I drank enough at our old haunt last night to complain that everybody was on their phones and then marched to the bathroom for a quick reprieve. The women’s bathroom is a holy place, if you didn’t know. We go to revel in spirit and testify, shelter and shun, rest. Pray for forgiveness. I walked in and blotted my oily face while the only other girl in there stood idly, glazed with the euphoria of just-enough. I dabbed at my nose.
“I get so shiny when I drink,” I said to my reflection and glanced at her ghost in the dim lighting.
She smiled. “Me too, but my boyfriend doesn’t care. We’re getting married in two weeks. It’s so nice to wake up to somebody that doesn’t care about anything but being with you, you know?”
Celebration. Confession. I was suddenly flooded with synthetic warmth. My body, shrinking away from the poison of her happiness, glowed to repel her. She told me everything.
“You have a beautiful energy,” I told her, “I can feel it.”
“I pray for everyone to have this. You will have this.”

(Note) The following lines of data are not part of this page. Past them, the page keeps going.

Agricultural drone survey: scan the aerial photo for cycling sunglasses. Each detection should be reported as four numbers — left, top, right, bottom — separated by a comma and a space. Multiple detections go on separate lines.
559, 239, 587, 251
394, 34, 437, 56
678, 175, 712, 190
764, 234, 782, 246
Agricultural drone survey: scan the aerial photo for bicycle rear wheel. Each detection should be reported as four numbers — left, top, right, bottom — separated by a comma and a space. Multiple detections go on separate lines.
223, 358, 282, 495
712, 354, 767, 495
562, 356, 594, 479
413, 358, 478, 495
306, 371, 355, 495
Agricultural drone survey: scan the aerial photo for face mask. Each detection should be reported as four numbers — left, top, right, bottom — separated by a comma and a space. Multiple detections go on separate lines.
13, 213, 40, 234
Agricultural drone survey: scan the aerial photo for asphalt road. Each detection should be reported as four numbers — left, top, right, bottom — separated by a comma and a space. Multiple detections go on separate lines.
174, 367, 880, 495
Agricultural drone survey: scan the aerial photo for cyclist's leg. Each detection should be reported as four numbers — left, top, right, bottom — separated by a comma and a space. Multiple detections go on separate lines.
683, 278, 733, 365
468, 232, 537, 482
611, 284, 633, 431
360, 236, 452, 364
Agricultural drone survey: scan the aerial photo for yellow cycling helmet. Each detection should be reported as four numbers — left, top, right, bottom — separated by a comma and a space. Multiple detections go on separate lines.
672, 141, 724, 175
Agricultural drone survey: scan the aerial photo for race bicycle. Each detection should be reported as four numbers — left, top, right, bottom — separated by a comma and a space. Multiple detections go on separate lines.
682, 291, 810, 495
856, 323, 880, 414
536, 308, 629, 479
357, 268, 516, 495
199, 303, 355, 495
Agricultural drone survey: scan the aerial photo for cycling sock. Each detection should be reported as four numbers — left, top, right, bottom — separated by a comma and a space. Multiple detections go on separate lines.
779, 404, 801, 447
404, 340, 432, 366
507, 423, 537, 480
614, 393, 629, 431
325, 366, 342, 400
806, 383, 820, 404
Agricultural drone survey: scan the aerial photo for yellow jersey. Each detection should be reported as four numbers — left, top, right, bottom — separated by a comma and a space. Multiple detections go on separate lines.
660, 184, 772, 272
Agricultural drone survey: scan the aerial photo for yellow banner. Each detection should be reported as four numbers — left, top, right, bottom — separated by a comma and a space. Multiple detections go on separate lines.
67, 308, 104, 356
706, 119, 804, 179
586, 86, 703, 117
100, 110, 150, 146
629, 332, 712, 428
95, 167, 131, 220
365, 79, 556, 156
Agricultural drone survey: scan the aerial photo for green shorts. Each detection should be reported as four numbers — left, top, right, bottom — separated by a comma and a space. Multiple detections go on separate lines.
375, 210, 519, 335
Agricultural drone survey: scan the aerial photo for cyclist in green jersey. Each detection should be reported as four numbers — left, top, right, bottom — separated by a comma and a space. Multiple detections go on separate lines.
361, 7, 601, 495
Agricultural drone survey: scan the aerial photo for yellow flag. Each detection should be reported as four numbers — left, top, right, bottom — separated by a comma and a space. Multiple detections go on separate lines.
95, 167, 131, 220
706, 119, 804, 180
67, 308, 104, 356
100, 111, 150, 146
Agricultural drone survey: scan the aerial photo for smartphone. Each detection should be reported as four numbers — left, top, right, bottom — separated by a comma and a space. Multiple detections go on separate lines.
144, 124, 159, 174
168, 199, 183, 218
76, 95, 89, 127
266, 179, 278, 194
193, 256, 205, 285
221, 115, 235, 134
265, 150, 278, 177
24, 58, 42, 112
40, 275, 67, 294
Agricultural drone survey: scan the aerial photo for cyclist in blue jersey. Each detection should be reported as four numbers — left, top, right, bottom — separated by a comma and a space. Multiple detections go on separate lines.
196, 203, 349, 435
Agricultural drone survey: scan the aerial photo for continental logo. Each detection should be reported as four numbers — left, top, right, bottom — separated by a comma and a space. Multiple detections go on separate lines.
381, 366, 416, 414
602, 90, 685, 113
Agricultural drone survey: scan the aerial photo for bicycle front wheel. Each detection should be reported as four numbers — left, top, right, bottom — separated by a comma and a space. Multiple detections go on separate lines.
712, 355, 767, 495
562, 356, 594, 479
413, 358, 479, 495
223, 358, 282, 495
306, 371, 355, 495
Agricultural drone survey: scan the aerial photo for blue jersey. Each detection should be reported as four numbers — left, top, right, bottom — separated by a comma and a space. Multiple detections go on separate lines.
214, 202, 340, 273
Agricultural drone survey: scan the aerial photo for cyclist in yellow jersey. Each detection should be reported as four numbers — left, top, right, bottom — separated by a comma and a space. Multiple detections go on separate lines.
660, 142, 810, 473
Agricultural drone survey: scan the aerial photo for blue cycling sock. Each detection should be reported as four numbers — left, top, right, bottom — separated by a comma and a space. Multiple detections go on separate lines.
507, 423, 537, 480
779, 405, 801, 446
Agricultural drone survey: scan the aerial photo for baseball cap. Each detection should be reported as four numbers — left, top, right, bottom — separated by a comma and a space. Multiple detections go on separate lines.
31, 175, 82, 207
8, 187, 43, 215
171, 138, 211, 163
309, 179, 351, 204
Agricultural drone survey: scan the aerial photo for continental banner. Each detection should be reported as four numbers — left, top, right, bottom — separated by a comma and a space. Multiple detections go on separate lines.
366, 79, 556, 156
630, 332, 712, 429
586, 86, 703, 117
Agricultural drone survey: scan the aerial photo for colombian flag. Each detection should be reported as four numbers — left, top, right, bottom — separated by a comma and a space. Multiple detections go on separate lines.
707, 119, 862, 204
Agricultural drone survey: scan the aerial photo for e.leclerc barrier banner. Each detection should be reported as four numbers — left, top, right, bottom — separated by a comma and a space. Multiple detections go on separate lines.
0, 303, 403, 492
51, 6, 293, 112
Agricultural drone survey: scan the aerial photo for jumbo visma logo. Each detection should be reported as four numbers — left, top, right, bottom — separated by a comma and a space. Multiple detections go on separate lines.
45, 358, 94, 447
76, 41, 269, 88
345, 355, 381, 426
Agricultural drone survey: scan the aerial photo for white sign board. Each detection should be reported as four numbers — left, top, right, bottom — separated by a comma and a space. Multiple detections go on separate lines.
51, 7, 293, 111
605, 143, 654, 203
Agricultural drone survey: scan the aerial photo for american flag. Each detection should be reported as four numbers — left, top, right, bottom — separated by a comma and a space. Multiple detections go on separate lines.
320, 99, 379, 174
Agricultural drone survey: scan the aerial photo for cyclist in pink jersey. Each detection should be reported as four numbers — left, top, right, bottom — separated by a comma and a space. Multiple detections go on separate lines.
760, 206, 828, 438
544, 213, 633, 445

The moment always comes when drunk strangers declare their love and the more sober of the two crosses their fingers. Maybe we both did. But it was a holy night, and we blessed each other. I started to pull myself away from it all, imagining the bored boys I left screen-lit in the corner booth. We walked out together and I escorted her back to her friends, just a few paces away from mine.
“You’re welcome to join us,” she said.
I motioned toward my group and then threw my arms around her.
“Have a beautiful life,” I told her, fingers uncrossed. It’s the only thing I can wish others with my flesh, my mouth that will die, the strings that will dry up within me. It’s the only hymn I know. It’s the only promise I can make.